Max Payne 3

Max, gdzie ty byłeś, kiedy cię nie było?! Nowy Jork już o tobie zapomniał, ja już prawie też. Co się z tobą działo przez te wszystkie lata? Oj, nie działo się zbyt dobrze. Po tym, jak Max Payne stracił żonę, stoczył się na samo dno, z którego nawet takiemu twardzielowi trudno się wygramolić.


Jego najlepszymi przyjaciółmi stały się butelka wódki oraz pigułki przeciwbólowe. Gdyby nie pewien zbieg okoliczności oraz pewien jegomość, tkwiłby w tym nadal. Na szczęście udało mu się zmienić styl życia. Nie na wymarzony, ale na zdecydowanie lepszy. Został wyzutym z głębszych emocji ochroniarzem, którego każdy mógł wynająć nawet do najczarniejszej roboty. W końcu jednak przeniósł się z Nowego Jorku do Sao Paulo, gdzie dostał fuchę od zanurzonej po dziurki w uszach w pieniądzach familii Branco. Niestety, tam, gdzie są pieniądze, są też kłopoty.

Reklama

Ciąg dalszy fabuły trzeciej odsłony losów Maksa Payne'a poznacie już sami, wszak jest ona tak ciekawa, że aż żal poznawać ją z drugiej ręki, i tak zagmatwana, że przedstawienie jej choć w połowie zajęłoby kilka stron maszynopisu. Wystarczy wam wiedzieć, że Max Payne 3 ma jeden z najlepiej napisanych scenariuszy, z jakimi kiedykolwiek spotkałem się w grach akcji. Produkcja studia Rockstar (już nie Remedy Entertainment) mogłaby śmiało konkurować w zestawieniu z najbardziej wartkimi hollywoodzkimi filmami. Jest tu wszystko - barwne postacie, niepewność, zwroty akcje i wiele, wiele więcej. Cała historia dzieli się na trzy akty, w ramach których przygotowano w sumie czternaście rozległych misji. Wszystkie zostały połączone umiejętnie w jedną całość, którą poznaje się z zapartym tchem.

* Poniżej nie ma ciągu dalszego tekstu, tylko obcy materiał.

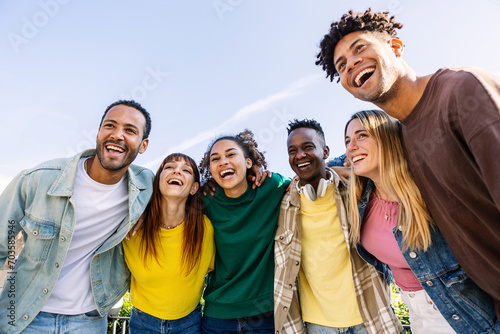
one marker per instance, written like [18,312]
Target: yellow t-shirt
[164,291]
[326,287]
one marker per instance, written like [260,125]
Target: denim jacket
[38,202]
[466,307]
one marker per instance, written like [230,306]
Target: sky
[201,68]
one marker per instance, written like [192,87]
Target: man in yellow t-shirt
[315,266]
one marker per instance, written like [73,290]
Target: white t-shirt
[99,210]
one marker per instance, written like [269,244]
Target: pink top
[378,239]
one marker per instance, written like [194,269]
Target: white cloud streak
[294,89]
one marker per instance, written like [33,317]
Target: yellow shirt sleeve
[162,289]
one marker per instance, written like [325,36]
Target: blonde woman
[393,231]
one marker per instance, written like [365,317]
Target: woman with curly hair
[172,252]
[239,295]
[392,230]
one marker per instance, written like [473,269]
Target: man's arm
[479,118]
[12,203]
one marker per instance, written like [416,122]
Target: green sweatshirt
[242,283]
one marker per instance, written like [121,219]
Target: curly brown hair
[370,21]
[245,141]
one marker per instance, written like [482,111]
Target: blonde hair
[395,177]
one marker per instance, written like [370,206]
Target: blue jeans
[144,323]
[319,329]
[261,323]
[50,323]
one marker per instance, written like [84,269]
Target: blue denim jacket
[466,307]
[38,202]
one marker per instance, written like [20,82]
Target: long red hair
[194,228]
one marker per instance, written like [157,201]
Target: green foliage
[124,312]
[400,308]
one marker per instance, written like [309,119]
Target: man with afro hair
[450,128]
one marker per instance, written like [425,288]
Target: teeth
[225,172]
[358,157]
[115,148]
[358,77]
[175,181]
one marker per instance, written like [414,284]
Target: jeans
[261,323]
[319,329]
[50,323]
[425,318]
[144,323]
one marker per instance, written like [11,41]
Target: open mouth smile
[226,173]
[114,149]
[176,182]
[303,165]
[358,158]
[362,76]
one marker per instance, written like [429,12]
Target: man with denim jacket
[73,214]
[319,279]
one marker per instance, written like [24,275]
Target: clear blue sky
[201,68]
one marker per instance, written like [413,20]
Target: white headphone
[309,191]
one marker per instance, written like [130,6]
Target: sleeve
[12,204]
[479,116]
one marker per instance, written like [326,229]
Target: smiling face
[119,139]
[228,167]
[362,151]
[369,65]
[177,180]
[306,155]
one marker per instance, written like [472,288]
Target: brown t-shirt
[452,142]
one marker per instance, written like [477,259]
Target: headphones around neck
[309,191]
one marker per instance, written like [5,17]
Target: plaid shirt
[372,293]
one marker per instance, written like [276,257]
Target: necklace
[384,205]
[171,227]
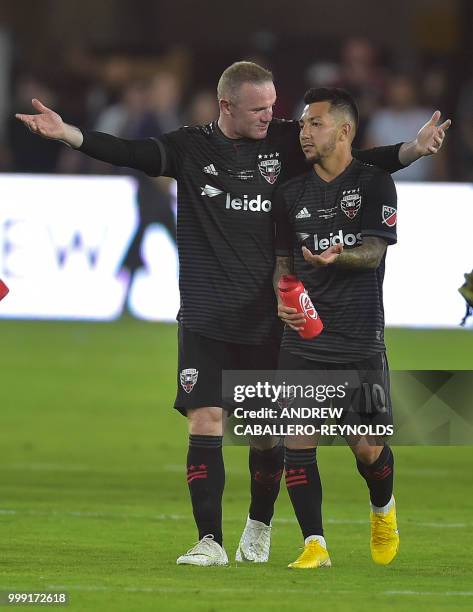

Jeśli zaś chodzi o gameplay, trzeba przyznać, że obyło się bez (zbędnych, moim zdaniem) rewolucji. To, co przesądziło o popularności poprzednich części, znajdziecie i tutaj, wzbogacone o parę nowych rozwiązań. Gra nie mogłaby się obyć bez kultowego już bullet time'u, czyli spowalniania czasu, które najlepiej funkcjonuje w połączeniu ze skokami w różne strony, z gnatami wyciągniętymi w stronę wrogów. To w dalszym ciągu najlepszy i sprawiający najwięcej frajdy sposób na likwidowanie nieprzyjaciół. Tym razem został dodatkowo wzbogacony o spektakularne ujęcia z perspektywy pocisku, prezentowane po zabiciu ostatniego wroga z całej grupy.

Max zdobył kilka nowych umiejętności, o które aż się prosiło. Może na przykład przylegać do osłon i zza nich strzelać do przeciwników. Natomiast po oddaniu skoku i upadnięciu na ziemię potrafi zacząć się turlać, nadal oddając strzały z pistoletów. Te nowe ruchy dają nam więcej możliwości i zarazem dodają strzelaninom widowiskowości.

Tej jest w nowym Maksie na pęczki - czy to w trakcie pojedynków strzeleckich, czy to podczas przerywników filmowych. Cutscenek Rockstar zawarł w grze całe mnóstwo. Podejrzewam, że niektórym, tym bardziej żądnym czynnej akcji, proporcje pomiędzy oglądaniem a graniem mogą nieco dokuczać, ale za to tym, którzy uwielbiają hollywoodzkie superprodukcje z twardzielami, będą wniebowzięci. Max Payne 3 jest równie wciągający, gdy się go ogląda, co wtedy, gdy się w niego gra.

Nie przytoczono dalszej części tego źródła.